# Stainless steel exhaust, worth it?



## Motorcityman (Nov 6, 2008)

I have an 2006 Ram 3500 with a 5.9 cummings and the exhaust is totally rotted out from the cat back. I run a V-box spreader so the bottom of my truck see's lots of salt, will the typical stainless exhaust system on the market hold up to the salt or will it rot out in five years just like the stock system that was on it? I only have 50K on the truck. Thanks, Joe.


----------



## leepotter (Nov 25, 2009)

Im not 100% sure but I think the whole exhaust system has a lifetime warranty along as nothing has been modded. Has something to do with diesel emissions I think. Look in the owners manual I think there is info in there. I might be totally wrong but I thought i saw something in my book.


----------



## got-h2o (Sep 26, 2008)

What's a cummings ?


----------



## FuturePilot4u (Jun 4, 2010)

got-h2o;1404079 said:


> What's a cummings ?


all over you


----------



## randomb0b123 (Jul 14, 2010)

cummings? curious whats that?


----------



## White Gardens (Oct 29, 2008)

The stainless is going to cost you an arm and a leg. I would think a standard exhaust is the better option. It would still take 5 years or better to rot it out.

...


----------



## BlueRam2500 (Jan 15, 2005)

Stainless rusts too, I had a Magnaflow on my Dodge and after 6 months it was already turning colors. No holes in it, but then again I'm sure not too far down the road it will start to rot. Since you run a salter, why not dump the exhaust under the truck or have it come out the side of the box, at least that way it will be out of the direct line of the salter. 
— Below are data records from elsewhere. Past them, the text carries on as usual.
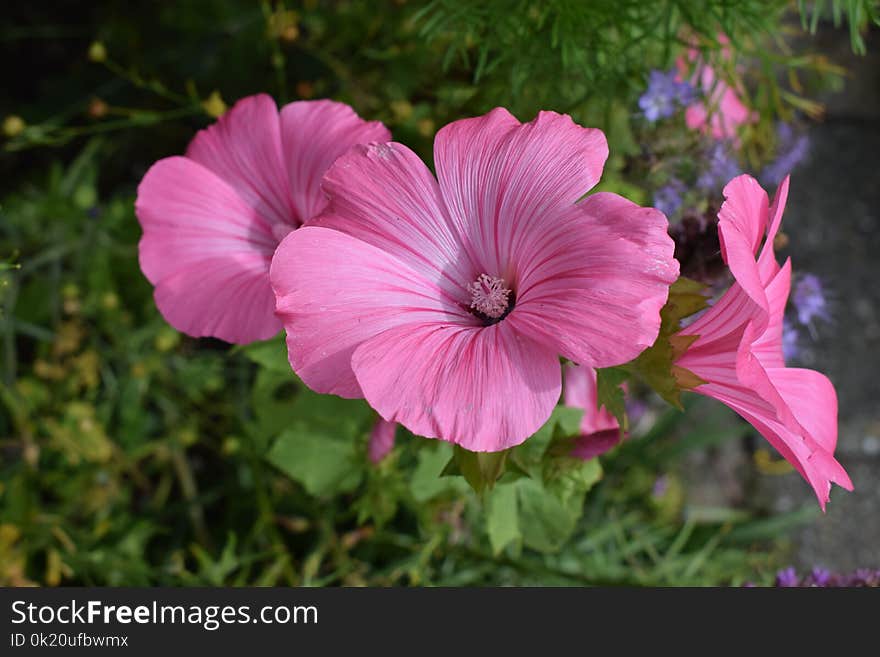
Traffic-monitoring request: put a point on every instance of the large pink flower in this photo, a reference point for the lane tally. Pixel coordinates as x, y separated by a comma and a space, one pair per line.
739, 349
213, 218
600, 430
446, 302
720, 111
And there is no "G" in Cummins.


----------



## UglyTruck (Feb 8, 2007)

BlueRam2500;1404154 said:


> Stainless rusts too, I had a Magnaflow on my Dodge and after 6 months it was already turning colors. No holes in it, but then again I'm sure not too far down the road it will start to rot. Since you run a salter, why not dump the exhaust under the truck or have it come out the side of the box, at least that way it will be out of the direct line of the salter.
> 
> And there is no "G" in Cummins.


That's not entirely correct. there are different grades of stainless. Exhaust systems made out of T409 stainless will rust, but offer an extended corrosion resistance over steel or alumanized steel.
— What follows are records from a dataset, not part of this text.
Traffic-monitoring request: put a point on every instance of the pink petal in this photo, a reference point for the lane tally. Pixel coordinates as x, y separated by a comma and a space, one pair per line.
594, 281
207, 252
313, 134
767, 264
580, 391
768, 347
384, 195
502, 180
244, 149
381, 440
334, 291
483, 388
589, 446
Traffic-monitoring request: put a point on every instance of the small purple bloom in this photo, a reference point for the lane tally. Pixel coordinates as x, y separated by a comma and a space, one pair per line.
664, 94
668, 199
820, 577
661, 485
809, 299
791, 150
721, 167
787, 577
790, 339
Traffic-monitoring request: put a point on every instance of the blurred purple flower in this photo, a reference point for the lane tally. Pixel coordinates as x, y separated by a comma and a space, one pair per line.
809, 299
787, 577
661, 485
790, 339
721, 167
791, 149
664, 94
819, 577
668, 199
T309 however won't rust (in my experience), is usually a fully polished exhaust system and will outlast your truck.

I replaced the stock exhaust on my 01 last year and went with the much cheaper alumanized steel. for the price difference I figure that if It will probably outlast how long I will have the truck. 
I bought mine from www.dieselautopower.com The owner Jacob Kidd is a pretty good guy to deal with and he will cut you a deal if you buy multiple products at once. I saved almost $300 on exhaust, a turbo, 4x2 low kit, steering stabilizer, and exhaust clamps.

and yeah.... no "G" in Cummins Thumbs Up


----------



## BlueRam2500 (Jan 15, 2005)

While you are correct about 409, the 304 material my Magnaflow was made out of did start to rust after having been on my truck for 5 years.


----------



## UglyTruck (Feb 8, 2007)

BlueRam2500;1404516 said:


> While you are correct about 409, the 304 material my Magnaflow was made out of did start to rust after having been on my truck for 5 years.


surface rust or deep rust? i'm not trying to pick a fight, I'm just curious.. like I said in my experience it never did, but that wasn't on a plow truck.


----------



## got-h2o (Sep 26, 2008)

I had a 304 kit on my Dmax that was pretty orange after it's 3rd winter here. It never really "rusted", but looked like sh!t. Especially for being something like $700. The polished look didn't last but a few weeks IIRC. I can say though, I've had the cheaper "aluminized" pro-flo kits completely rot out after a few years of the same thing. I have an aluminized Diamond Eye kit on my Dodge. One winter so far and it's still decent, although I don't see it lasting 5.


----------



## BlueRam2500 (Jan 15, 2005)

UglyTruck;1404644 said:


> surface rust or deep rust? i'm not trying to pick a fight, I'm just curious.. like I said in my experience it never did, but that wasn't on a plow truck.


Surface rust. It looked like garbage after a few years. I plowed for 2 years with the truck, no spreader or anything when I had the exhaust on the truck. I paid $700 something for it also.


----------



## dfd9 (Aug 18, 2010)

got-h2o;1404079 said:


> What's a cummings ?





randomb0b123;1404126 said:


> cummings? curious whats that?


It's one of those speshul engines that only a few Dodge owners have......


----------



## Motorcityman (Nov 6, 2008)

Man we have some spell check police here huh, my old lady was under the computer desk as I was writing the post, what can I say? 

I think I will just go with an aluminized set and be done with it, hopefully in five years I'll have a new truck.


----------